Back to writing another blog after a really long time. A lot has happened in the last year, which kept me away from penning down the ideas and thoughts I’ve had during that period. Today, I made some time to keep the blog post somewhat alive.

I’ve been working at my new job for the past year and have been very involved in improving the overall infrastructure in the organization. Out of the many things that were done, one major change I introduced was Kubernetes. As most techies know, Kubernetes comes with both significant benefits and some limitations. Having had good exposure to managed Kubernetes environments, I wanted to introduce it here as well. This post isn’t about Kubernetes itself, but rather about how we deploy applications on Kubernetes—specifically, on a private Kubernetes cluster.

To give some highlevel context, we set up a private Kubernetes cluster in EKS entirely via Terraform. We started with creating the networking base and then used that to deploy our EKS cluster—all using Terraform and Terraform modules. Initially, the Terraform code was applied manually from my local Mac, as I was the only one deploying and applying changes to our EKS environment. Once we had a robust enough Dev environment, we chose a backend application to deploy and eventually migrate to EKS. This was done using a combination of Helm, Docker, and Terraform—in simple terms, deploying the Helm charts using Terraform (again, all from my Mac).

I knew from the beginning that a time would come when we’d need to automate the deployment of Helm charts via Terraform, especially since our plan was for developers to manage and deploy their own applications. Around this time, priorities in the organization shifted, and there was increased interest in Kubernetes. We were given about two weeks to provide a solution to automate the deployment of the backend application on private EKS clusters.

This is where the real story begins. Our small DevOps team made a quick decision to explore Atlantis. While GitHub Private Runners was our preferred choice, we realized setting up Atlantis would be faster and sufficient for the time being. So, we scrambled to deploy Atlantis in our EKS clusters, hooked it up to GitHub via GitHub Apps, and got atlantis plan and atlantis apply working in our repositories. To briefly explain, Atlantis is a pull-request-based deployment tool, meaning you can run Terraform code via comments in a PR.

After ample testing within the DevOps team, we presented the workflow to the developers, who were now expected to use it to deploy to our Kubernetes environments. On deployment day, I, being the flag bearer of Atlantis and the single point of contact—was bombarded with questions from multiple developers, all trying to understand how Atlantis actually worked and why it felt so complicated. A few fundamental issues emerged:

  • Developers would merge the PRs and then try to deploy via Atlantis, missing the core concept of PR-based deployments.
  • The combination of GitHub Actions (for building and pushing Docker images) and Atlantis caused confusion.
  • Atlantis makes a commit with the new image tag in the Terraform files, leading to merge conflicts in PRs.
  • Empty PRs were created just to trigger Atlantis deployments.
  • The conversation section in PRs became cluttered with massive Atlantis plan outputs, making it hard to make sense of anything.
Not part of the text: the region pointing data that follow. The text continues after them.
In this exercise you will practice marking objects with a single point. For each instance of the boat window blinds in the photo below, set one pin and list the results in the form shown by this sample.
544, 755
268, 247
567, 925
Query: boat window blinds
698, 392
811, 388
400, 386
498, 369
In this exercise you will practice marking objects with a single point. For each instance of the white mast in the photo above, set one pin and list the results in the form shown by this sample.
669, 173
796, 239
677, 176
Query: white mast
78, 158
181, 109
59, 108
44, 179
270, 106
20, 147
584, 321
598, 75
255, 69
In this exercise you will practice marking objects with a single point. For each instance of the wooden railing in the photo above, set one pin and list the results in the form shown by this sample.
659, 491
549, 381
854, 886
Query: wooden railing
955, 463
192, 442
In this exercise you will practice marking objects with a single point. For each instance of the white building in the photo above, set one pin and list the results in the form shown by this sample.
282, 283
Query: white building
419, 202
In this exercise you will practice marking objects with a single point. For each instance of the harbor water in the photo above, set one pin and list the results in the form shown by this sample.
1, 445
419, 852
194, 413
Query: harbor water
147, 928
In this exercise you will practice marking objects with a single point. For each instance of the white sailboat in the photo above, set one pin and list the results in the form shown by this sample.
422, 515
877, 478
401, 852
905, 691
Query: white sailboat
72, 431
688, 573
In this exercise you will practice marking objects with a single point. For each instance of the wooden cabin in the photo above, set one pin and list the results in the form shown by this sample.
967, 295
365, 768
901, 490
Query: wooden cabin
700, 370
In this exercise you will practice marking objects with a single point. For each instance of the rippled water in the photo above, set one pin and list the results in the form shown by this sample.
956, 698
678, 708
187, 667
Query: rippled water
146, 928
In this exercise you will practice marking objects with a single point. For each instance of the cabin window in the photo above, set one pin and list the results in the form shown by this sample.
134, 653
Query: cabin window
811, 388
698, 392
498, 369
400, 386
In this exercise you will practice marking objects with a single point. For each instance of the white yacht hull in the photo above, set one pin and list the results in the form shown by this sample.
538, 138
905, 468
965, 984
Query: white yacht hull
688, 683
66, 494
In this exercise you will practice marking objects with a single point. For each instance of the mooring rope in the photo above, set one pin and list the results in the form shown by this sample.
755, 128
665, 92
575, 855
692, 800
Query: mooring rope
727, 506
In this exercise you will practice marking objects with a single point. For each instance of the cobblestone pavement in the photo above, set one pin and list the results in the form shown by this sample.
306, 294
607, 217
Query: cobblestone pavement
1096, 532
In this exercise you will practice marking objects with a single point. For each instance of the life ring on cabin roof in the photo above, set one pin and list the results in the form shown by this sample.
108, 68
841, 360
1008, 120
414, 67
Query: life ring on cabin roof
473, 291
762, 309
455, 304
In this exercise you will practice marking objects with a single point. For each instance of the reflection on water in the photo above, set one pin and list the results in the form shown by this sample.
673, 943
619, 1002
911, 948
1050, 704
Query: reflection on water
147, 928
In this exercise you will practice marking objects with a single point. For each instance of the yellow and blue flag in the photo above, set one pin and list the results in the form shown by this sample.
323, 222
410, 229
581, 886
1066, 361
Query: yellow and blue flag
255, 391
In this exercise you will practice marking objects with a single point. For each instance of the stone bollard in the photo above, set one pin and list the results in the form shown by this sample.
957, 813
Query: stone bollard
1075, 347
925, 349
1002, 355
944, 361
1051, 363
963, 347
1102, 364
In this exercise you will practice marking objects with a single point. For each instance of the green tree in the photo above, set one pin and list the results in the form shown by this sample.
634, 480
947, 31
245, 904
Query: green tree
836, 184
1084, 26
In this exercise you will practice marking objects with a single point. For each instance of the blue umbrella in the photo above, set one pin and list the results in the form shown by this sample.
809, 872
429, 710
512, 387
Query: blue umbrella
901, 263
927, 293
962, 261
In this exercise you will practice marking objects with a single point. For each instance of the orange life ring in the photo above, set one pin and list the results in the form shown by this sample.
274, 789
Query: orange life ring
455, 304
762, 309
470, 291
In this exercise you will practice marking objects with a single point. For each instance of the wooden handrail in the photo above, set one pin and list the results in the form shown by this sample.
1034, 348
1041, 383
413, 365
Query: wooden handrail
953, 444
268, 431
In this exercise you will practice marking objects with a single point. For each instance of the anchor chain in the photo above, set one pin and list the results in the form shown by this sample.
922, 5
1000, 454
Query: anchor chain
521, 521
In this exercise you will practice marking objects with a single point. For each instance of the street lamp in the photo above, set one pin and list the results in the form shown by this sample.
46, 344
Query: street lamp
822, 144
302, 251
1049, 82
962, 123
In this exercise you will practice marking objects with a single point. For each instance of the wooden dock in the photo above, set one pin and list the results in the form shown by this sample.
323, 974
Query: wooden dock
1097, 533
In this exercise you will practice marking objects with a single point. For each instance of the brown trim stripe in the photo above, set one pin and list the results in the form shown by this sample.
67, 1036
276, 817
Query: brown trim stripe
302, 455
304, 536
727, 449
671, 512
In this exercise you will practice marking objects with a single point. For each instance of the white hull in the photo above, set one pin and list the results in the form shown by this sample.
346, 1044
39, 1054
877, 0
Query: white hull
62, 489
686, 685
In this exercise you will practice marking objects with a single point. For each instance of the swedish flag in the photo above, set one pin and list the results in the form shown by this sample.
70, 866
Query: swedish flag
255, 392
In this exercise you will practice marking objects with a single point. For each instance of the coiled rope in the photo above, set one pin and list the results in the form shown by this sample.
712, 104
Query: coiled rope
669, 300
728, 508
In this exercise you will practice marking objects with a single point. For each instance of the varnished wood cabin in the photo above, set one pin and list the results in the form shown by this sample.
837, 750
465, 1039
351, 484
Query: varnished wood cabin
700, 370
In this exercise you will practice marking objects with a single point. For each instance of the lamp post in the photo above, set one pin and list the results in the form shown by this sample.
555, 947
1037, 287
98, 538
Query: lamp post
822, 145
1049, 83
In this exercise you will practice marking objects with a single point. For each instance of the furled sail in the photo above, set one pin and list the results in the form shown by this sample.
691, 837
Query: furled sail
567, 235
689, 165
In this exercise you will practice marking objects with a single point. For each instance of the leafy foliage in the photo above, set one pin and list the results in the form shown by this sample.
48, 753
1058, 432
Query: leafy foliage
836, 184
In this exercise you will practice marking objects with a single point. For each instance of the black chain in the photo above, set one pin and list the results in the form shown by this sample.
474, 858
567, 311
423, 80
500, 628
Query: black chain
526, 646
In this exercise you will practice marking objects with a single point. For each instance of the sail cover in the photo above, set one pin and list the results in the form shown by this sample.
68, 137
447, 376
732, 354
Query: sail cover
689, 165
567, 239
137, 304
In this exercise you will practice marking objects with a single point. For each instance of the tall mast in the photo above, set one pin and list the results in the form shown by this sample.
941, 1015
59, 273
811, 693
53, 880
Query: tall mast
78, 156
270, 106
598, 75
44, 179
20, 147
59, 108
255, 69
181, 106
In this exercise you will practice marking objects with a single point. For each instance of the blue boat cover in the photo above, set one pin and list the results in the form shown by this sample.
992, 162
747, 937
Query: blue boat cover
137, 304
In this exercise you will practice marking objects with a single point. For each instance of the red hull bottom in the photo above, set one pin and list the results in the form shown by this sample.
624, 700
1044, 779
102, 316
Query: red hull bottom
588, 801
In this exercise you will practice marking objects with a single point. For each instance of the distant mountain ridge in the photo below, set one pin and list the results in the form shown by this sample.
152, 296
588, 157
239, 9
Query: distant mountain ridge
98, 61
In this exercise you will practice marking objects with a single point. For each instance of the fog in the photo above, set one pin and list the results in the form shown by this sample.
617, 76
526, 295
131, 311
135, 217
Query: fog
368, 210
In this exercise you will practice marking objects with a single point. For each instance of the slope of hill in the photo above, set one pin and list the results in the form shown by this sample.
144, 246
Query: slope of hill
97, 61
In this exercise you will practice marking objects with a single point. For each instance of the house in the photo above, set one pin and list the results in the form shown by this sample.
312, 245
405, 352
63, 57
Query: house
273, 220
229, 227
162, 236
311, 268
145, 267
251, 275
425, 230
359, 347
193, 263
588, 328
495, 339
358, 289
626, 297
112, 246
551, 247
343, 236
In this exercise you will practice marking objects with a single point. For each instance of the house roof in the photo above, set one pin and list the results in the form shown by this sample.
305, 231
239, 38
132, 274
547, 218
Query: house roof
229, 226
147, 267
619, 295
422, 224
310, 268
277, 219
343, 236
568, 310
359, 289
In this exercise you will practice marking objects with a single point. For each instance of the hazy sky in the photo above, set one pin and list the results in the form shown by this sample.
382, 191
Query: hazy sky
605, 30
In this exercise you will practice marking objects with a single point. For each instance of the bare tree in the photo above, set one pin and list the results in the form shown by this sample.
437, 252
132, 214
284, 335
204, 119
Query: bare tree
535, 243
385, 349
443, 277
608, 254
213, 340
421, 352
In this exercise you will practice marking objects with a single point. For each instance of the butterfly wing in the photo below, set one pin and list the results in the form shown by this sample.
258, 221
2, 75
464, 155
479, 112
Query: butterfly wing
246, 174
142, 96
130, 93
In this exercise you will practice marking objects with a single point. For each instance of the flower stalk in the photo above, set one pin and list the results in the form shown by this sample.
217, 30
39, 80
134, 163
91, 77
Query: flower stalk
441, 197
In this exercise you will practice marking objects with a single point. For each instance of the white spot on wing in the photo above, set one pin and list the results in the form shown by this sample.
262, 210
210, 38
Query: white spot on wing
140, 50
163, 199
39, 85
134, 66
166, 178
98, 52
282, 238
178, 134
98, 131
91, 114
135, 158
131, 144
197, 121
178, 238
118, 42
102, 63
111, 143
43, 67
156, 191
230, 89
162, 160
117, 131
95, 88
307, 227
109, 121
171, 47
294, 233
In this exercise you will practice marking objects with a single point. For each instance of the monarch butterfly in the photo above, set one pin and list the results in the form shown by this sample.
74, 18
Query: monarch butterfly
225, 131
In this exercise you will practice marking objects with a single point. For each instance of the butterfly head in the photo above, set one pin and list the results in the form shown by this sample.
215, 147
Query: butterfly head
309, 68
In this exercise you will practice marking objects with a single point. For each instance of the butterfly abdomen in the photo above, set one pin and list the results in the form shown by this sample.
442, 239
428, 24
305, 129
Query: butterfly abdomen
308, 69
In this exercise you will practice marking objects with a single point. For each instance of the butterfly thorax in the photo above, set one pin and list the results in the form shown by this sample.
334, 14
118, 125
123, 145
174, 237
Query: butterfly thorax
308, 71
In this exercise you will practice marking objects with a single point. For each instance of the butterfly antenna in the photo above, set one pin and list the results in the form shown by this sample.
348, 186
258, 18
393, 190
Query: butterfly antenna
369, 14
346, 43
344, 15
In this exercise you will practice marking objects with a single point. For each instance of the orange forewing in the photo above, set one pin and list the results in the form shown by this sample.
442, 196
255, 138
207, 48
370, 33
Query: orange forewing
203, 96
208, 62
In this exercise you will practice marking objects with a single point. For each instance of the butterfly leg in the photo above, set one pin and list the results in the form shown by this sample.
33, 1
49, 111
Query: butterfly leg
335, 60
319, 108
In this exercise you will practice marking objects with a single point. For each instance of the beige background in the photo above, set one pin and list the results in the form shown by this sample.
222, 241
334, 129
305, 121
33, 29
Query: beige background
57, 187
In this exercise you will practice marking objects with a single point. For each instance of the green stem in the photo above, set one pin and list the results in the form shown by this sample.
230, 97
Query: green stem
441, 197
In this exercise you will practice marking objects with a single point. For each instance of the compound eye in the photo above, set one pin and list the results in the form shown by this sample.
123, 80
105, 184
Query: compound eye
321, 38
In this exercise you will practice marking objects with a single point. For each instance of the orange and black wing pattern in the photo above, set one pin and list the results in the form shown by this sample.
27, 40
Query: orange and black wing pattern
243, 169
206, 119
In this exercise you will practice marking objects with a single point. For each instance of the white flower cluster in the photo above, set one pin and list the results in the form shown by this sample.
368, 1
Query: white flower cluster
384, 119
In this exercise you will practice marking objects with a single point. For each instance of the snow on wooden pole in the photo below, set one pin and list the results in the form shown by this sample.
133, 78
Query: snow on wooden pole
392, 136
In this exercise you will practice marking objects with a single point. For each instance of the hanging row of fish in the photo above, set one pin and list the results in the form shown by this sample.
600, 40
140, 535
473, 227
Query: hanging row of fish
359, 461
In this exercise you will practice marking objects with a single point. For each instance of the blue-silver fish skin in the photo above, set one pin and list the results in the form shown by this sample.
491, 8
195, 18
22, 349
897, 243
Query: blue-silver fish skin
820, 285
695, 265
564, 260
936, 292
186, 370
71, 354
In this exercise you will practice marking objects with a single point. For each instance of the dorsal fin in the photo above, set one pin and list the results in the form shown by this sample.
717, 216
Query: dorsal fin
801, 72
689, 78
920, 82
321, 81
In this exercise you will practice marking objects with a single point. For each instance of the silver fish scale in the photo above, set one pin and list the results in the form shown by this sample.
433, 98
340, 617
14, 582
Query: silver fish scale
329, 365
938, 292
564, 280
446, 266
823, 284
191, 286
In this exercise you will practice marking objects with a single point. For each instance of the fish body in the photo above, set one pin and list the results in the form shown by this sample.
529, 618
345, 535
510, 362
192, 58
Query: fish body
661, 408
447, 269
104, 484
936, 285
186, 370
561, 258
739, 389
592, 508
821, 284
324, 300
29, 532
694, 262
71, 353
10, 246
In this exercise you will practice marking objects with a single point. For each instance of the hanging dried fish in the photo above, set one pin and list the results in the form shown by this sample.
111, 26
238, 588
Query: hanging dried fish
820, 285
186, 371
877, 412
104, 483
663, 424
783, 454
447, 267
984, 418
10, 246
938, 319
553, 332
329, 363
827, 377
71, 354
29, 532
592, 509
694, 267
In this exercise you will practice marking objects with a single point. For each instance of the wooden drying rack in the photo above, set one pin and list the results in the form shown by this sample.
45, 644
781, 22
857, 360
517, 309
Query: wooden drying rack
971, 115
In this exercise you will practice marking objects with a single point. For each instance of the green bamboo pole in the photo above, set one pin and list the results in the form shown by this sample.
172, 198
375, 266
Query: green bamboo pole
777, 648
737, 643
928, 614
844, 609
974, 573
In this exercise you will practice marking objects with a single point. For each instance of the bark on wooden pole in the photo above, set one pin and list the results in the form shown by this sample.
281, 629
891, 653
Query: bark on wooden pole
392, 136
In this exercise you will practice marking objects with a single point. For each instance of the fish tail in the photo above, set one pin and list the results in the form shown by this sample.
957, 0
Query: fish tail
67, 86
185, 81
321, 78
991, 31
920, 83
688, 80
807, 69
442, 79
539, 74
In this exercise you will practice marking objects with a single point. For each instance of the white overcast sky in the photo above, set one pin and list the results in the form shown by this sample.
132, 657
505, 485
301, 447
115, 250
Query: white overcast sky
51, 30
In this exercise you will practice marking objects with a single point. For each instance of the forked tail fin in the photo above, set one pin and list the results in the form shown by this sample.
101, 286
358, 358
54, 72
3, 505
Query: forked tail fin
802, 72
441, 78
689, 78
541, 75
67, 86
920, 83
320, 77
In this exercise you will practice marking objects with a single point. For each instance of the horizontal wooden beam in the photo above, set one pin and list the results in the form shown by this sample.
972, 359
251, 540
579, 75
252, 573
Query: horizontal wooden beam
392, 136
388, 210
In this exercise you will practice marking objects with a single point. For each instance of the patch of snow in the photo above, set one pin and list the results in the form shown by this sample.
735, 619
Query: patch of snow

My plan was to continue using Atlantis until we had the bandwidth to properly set up GitHub Private Runners and build a smoother transition. But, of course, that didn’t happen. The dev teams had mixed feelings about Atlantis. Instead of making them more independent, it made them even more dependent on the DevOps team. I found myself handling deployments for them more often than not.

In conclusion, Atlantis is a great tool—when used within infrastructure teams—to collaborate on deploying Terraform code. It’s fundamentally an infrastructure tool rather than a cross-team collaborative one, and it requires at least a basic understanding of Terraform to be used effectively. I still really like Atlantis, but we’re moving away from it for good reason.